AUTOHAUS: Herr von Steinaecker, warum braucht der Autohandel neue Geschäftsmodelle?
Jörg von Steinaecker: Die aktuellen Veränderungen in unserer Branche, von sich wandelnden Kundenbedürfnissen über die Digitalisierung bis zur Neupositionierung der Hersteller - Stichwort Agenturmodell -, sollten Anlass zu Überlegungen sein, ob das aktuelle Geschäftsmodell eines Autohauses zukunftsfähig ist oder angepasst werden sollte. Dabei geht es nicht darum, die aktuellen Tätigkeiten, im Kern den Fahrzeugverkauf und -service, über Nacht einzustellen und gegen etwas komplett Neues auszutauschen. Allerdings merken wir doch sehr deutlich, dass diejenigen Kunden, die ein Auto traditionell im Autohaus kaufen, weniger werden, Mobilität insgesamt vielfältiger wird und neue Formen der Kundengewinnung und des Verkaufs zunehmen. Es geht also darum, diese stattfindenden Veränderungen zu kennen und sich daraus ergebende Chancen zu erarbeiten. Und die Zeit, über genau diese Themen nachzudenken, ist jetzt.
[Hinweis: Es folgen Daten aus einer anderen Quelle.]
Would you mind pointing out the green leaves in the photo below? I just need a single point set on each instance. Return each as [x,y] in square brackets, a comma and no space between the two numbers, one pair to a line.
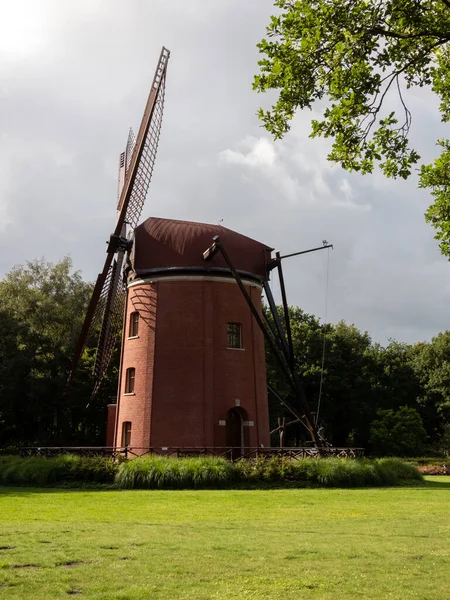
[352,61]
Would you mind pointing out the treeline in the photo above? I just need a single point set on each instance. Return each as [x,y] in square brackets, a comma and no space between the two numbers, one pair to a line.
[390,400]
[42,307]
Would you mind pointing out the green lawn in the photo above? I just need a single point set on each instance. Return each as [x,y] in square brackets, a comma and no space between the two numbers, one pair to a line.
[288,544]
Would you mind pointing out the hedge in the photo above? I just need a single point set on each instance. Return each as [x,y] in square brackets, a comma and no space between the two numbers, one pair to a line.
[159,472]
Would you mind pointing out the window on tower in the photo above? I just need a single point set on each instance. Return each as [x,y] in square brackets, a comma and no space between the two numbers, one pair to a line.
[134,325]
[234,335]
[126,433]
[129,380]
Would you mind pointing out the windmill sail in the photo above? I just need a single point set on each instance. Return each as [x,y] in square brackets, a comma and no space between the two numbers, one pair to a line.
[107,301]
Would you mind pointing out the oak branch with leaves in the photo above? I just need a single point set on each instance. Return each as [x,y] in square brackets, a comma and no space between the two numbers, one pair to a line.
[354,55]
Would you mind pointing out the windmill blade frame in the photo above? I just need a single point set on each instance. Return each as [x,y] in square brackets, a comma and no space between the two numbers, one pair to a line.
[131,201]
AH: Um welche neuen Geschäfte geht es?
J. v. Steinaecker: Auch wenn es für den Begriff Geschäftsmodell keine einheitliche Definition gibt, bedeutet das für unsere Branche zum Beispiel Mobilitätsdienstleistungen wie Auto-Abo, Carsharing oder Fuhrparkmanagement. Die Elektromobilität bietet über das reine Verkaufen hinaus eine Vielzahl von Geschäftsmöglichkeiten wie THG-Quote, Wall-Boxes oder Ladeinfrastruktur. Andere "Mobilitätsträger" als das klassisches Auto, wie etwa E-Bikes, Lastenfahrräder oder Wohnmobile, werden im Handel bereits erfolgreich angeboten. Und auch digitale Geschäftsmodelle wie E-Shops und Kundenportale bieten neue Chancen für die Betriebe.
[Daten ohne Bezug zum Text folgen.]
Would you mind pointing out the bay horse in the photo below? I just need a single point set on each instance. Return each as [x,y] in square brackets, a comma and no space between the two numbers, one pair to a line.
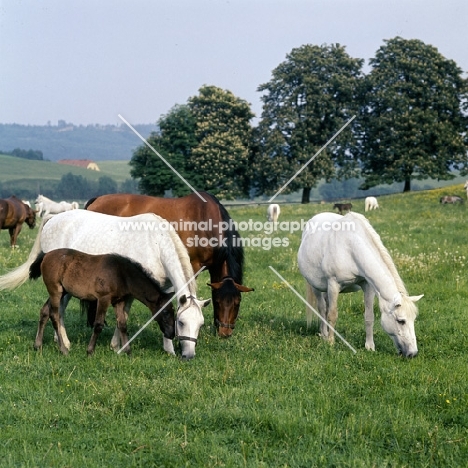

AH: Wenn Autohändler nun an einer Erweiterung ihrer Aktivitäten interessiert sind: Welche Überlegungen oder Fragen sollten am Anfang des Prozesses stehen?
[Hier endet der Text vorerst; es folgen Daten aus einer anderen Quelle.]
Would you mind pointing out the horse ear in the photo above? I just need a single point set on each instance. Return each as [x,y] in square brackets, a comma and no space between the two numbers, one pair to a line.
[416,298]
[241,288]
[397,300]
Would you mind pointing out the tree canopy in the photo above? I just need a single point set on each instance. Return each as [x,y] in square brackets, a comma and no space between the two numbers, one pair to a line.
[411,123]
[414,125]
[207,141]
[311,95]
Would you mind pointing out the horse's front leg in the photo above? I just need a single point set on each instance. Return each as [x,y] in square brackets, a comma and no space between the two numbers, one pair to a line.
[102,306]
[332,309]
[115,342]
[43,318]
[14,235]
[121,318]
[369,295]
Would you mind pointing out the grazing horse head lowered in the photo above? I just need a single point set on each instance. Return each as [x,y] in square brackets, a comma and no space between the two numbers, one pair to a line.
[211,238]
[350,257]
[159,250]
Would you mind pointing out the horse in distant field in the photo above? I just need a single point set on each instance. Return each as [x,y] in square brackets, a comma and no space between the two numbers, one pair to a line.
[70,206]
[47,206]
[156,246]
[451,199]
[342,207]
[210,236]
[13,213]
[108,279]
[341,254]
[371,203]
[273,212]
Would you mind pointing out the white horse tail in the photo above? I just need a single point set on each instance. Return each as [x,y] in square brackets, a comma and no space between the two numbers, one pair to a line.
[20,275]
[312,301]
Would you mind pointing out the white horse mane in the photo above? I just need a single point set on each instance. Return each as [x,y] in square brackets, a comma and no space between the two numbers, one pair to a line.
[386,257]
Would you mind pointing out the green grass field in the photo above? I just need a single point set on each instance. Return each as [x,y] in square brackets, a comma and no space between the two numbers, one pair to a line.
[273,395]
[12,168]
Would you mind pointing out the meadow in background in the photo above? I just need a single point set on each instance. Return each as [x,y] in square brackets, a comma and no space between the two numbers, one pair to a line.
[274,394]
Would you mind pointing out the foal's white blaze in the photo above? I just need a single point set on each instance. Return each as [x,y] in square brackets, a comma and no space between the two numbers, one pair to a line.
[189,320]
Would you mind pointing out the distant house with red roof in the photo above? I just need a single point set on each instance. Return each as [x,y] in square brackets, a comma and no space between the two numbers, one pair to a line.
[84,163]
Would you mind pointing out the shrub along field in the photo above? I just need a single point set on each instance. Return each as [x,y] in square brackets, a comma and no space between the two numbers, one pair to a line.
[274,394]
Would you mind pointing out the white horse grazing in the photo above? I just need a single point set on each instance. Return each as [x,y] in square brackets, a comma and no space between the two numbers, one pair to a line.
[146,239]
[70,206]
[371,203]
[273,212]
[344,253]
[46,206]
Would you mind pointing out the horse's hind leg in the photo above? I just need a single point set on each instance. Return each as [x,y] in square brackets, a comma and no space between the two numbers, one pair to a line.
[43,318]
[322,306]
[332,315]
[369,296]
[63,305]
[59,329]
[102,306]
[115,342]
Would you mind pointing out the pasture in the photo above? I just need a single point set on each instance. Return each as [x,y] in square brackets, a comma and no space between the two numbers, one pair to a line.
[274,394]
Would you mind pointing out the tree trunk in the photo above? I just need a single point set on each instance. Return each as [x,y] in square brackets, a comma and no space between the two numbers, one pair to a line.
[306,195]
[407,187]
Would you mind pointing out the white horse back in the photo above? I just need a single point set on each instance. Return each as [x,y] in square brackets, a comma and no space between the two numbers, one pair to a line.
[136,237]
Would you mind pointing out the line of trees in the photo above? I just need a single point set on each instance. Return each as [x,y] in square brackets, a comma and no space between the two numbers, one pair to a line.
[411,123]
J. v. Steinaecker: Der erste wichtige Schritt ist, den Willen zu haben, etwas Neues auszuprobieren und die eigene Mannschaft dazu zu motivieren, mitzuziehen. Viele Autohäuser halten das noch nicht für nötig und begründen das damit, dass die eigene Werkstatt ja drei Wochen voll ist - also anscheinend kein Handlungsdruck besteht. Ein anderes, immer wieder gehörtes Argument ist, dass unsere Branche anders sei und sich damit den Veränderungen, die andere Branchen durchlaufen haben, entziehen kann. Beides ist falsch! Zudem gibt es keinen passenderen Zeitpunkt, Veränderungen anzugehen, als jetzt. Als zweiter Schritt folgt das Identifizieren der "richtigen Idee", in Kombination mit einem Menschen im Betrieb, der oder die dafür brennt, die Idee umzusetzen. Da es hierfür keine Pauschalempfehlungen geben kann, die für jeden Betrieb passen, bietet sich damit eine hervorragende Möglichkeit, als Autohaus einen individuellen und für Kunden und Mitarbeiter passenden Weg zu finden und einzuschlagen und sich damit erfolgreich vom Wettbewerb zu differenzieren.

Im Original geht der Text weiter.